We arrived the hostel in Austria at around 16:00 and I was so tired that I could hardly stand my own weight, not counting my bag. The pain in my chest never ebbed away, ever. So I did all i could to get upstairs and onto my bunk bed. Later that evening, we had dinner, I was so tired I could hardly walk up to the canteen. I didn’t feel great, but I managed. I sat at the bench table when i see him coming toward me with his food. Simon and Theodore are already talking at the table and the muffled voices are everywhere and you can’t figure out who is talking where and about what specifically. But a he showed up, the sounds and voices were gone. It has never been quieter and I looked him in the eyes, because I knew then, i fell in love, and by then, I knew I fell hard. I knew.
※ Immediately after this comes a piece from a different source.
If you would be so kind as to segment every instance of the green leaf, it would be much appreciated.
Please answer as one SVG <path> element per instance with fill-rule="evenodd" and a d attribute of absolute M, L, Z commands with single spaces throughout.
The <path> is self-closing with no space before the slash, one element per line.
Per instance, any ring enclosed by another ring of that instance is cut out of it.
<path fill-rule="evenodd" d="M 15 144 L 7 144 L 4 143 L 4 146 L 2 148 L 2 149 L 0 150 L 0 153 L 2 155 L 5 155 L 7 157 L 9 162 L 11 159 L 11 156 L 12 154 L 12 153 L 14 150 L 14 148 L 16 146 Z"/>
The next day was a blur. The day after that, too. I went over to his room which he shared with (guess who?!) Simon and Theodore, and i visited them everyday, hanging out with them on his bunk. Then, once, he asks me an unexpected question.
“Um, do you…know…my name?” Wow. All this time we have known each other, we did’t even say who we were. Of course, I knew his name, he knew mine.
“I heard of it around, but I never had the full confirmation, I guess.” he looks at me and smiles.
“I’m Max. Maximilian”, he says in a low, clear tone and voice, “and you?”
“My name is Lisa. Elisavetha.” I say in my typical sociopathic voice.
“Elisabeth? I know a girl whose name is Lisa, too.” God, I hate when people think I am Elisabeth. No one, not a single being has spelt or pronounced my name correctly form the first try. Not a single goddamned person.
“No”, I say stubbornly, “My name is Elisavetha.”
“Is there…a difference?” he asks this question and I just pull my knees to my chest and hug them.
“Not really, I guess…I’m sorry.” During the whole trip, I always apologized, and every time I did, he asked me for what I apologized for, and guess what, he did it this time, too.
I pulled my knees in tighter, expecting the answer already.
“There is nothing at all to be sorry for, you know that?”
“Really, now-“ he then puts his right hand on my knee and his left on my enclosed hands and pulls them apart.
I hold tighter.
I look into his eyes. Now, is this just me or did his eyes become brighter? His eyes were this dark sea color, not it is as light as the cloudless sky. Then I have the courage to say.
“You have nice eyes, I really like eyes.” I whisper.
“Well, thank you, I love yours. Did you know that green eyes with a hazel brown tone to it and a blue outline are really rare?”